//Effective Credit Control – Top 5 Stumbling Blocks

 

  1. Evasive Directors

Most people in positions of responsibility in a business are busy people but it can be quite surprising how the people in charge of paying the bills can suddenly become unavailable when a payment is due.

At MCC we have encountered all manner of reasons why we can’t speak to the bill payer from “the phones are down at the moment” to “they’re on holiday at present” or just plain and simple “they’re not at their desk at the moment shall I get them to call you back?” of course the call rarely comes through.

In cases such as these it is important to be persistent in trying to get through as eventually someone will speak to you.

It is rare that the person in charge of paying invoices will go away on holiday without making some sort of provision whilst they were away.

It is important to remain calm and polite throughout the process whilst still being able to stress the importance of the invoice being paid and your relationship with the business.

  1. Invoices Disappearing

Companies can use the above as a delaying tactic when it comes to paying so it pays to be aware and to put some procedures in place to stop it happening. There is nothing more infuriating than an invoice not being paid on time and when chased the other company say they haven’t received it and ask for a copy one to be sent thus delaying the payment further.

A good way of preventing this is to call customers to ensure that the invoice has been received, that there are no queries on it and that it has been entered onto their system successfully thus ensuring prompt payment.

It is vital to make sure that credit terms and payment date are included on your invoice in a prominent position for the customer to see. This will further reduce the chances of a customer missing a payment date.

This system also gives the opportunity to deal with any queries or problems quickly and efficiently whilst still being paid on time.

  1. Cheques getting lost in the post

Some companies still pay invoices by cheque and this can offer the perfect opportunity to stall payment by claiming that the cheque has been sent and must have been lost in the post.

If this occurs then you can check to see if they have the correct address to send the cheque to. You could then also ask for the cheque number and the date they posted it. This can sometimes reveal that they haven’t actually sent the cheque at all and you can then offer a different method of payment.
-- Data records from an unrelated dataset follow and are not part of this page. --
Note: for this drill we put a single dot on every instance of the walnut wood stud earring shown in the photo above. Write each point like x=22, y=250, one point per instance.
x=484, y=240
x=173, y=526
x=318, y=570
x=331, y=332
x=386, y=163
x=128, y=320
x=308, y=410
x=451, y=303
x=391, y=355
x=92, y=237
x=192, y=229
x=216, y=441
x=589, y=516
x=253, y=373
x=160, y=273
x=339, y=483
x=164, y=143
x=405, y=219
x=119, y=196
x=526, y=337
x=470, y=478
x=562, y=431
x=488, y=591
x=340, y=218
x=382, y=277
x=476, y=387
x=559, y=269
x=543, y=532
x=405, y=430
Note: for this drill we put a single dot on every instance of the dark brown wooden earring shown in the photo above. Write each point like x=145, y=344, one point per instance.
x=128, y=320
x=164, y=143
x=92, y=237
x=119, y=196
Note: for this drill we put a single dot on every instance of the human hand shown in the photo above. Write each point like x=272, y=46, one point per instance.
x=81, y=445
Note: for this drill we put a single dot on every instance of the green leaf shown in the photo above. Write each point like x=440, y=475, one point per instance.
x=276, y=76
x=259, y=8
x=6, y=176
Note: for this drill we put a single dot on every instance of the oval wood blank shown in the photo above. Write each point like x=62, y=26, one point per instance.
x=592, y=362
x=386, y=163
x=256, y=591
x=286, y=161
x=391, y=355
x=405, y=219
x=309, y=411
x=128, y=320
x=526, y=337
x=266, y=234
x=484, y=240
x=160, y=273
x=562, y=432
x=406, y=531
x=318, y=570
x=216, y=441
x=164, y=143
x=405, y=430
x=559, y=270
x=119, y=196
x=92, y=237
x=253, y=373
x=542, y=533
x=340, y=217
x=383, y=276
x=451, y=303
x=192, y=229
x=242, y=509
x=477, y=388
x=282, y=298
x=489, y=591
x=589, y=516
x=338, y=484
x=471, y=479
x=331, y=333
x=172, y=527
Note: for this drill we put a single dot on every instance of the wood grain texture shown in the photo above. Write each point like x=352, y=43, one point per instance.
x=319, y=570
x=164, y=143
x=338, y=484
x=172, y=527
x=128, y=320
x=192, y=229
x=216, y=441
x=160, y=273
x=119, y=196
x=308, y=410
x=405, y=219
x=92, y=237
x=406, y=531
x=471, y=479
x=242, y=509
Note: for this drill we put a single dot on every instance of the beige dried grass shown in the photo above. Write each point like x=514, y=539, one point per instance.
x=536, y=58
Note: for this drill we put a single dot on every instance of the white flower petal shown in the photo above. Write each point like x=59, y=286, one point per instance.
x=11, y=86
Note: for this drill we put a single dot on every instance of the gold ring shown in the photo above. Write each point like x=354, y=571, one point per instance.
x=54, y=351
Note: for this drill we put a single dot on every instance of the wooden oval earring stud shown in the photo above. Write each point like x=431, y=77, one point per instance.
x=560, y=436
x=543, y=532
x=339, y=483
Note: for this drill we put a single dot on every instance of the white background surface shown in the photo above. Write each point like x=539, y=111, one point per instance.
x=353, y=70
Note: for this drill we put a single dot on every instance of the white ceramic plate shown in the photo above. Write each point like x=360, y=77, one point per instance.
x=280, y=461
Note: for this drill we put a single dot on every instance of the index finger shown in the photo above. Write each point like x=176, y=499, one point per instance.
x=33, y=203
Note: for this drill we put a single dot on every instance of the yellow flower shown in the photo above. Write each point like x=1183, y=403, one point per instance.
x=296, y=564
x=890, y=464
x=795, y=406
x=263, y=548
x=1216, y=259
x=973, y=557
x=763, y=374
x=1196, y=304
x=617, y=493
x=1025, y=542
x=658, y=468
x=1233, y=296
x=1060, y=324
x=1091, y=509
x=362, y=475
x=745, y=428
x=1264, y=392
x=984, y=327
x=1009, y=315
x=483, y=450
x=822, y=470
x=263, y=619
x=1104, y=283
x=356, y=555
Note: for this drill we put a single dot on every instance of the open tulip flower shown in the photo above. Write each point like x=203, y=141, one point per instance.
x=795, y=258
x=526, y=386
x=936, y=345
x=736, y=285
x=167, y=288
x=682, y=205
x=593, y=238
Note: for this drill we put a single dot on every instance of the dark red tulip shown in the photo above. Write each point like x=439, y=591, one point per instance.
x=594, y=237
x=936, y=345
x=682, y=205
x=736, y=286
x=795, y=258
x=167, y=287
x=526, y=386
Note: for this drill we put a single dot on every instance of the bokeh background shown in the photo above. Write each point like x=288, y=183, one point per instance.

Even if the cheque arrives on time there is still the time it takes for the cheque to clear where the money is sitting in their account and not yours.

It may well be worth considering not accepting cheques at all and taking payments via BACS.

  1. Sales Team Accepting Bad Orders

Some sales team members can be too quick to accept orders without looking at the company who is placing the order especially if they need to meet a target or earn commission. This could lead to taking an order from a company who is a regular poor payer without putting any safeguards in place.

To reduce the chance of the sales team taking bad orders it would be better to incentivise them once the invoice has been paid rather than when the order is placed thus ensuring that staff are fully focussed on those likely to pay.

  1. The Day Is Too Short

Small businesses who don’t have a dedicated credit control facility can be particularly prone to finding that there aren’t enough hours in the day as they try to do everything themselves. The focus generally seems to be on getting business in and the actual collecting of the payment gets done as and when. The payment is equally as important as getting the business in and late payments can lead to longer hours spent chasing invoices, an interruption of cash flow and worse, the folding of the company.

Outsourcing the credit control function can free up more time for small businesses to generate new business, ensure smooth payment and a healthy cash flow cycle.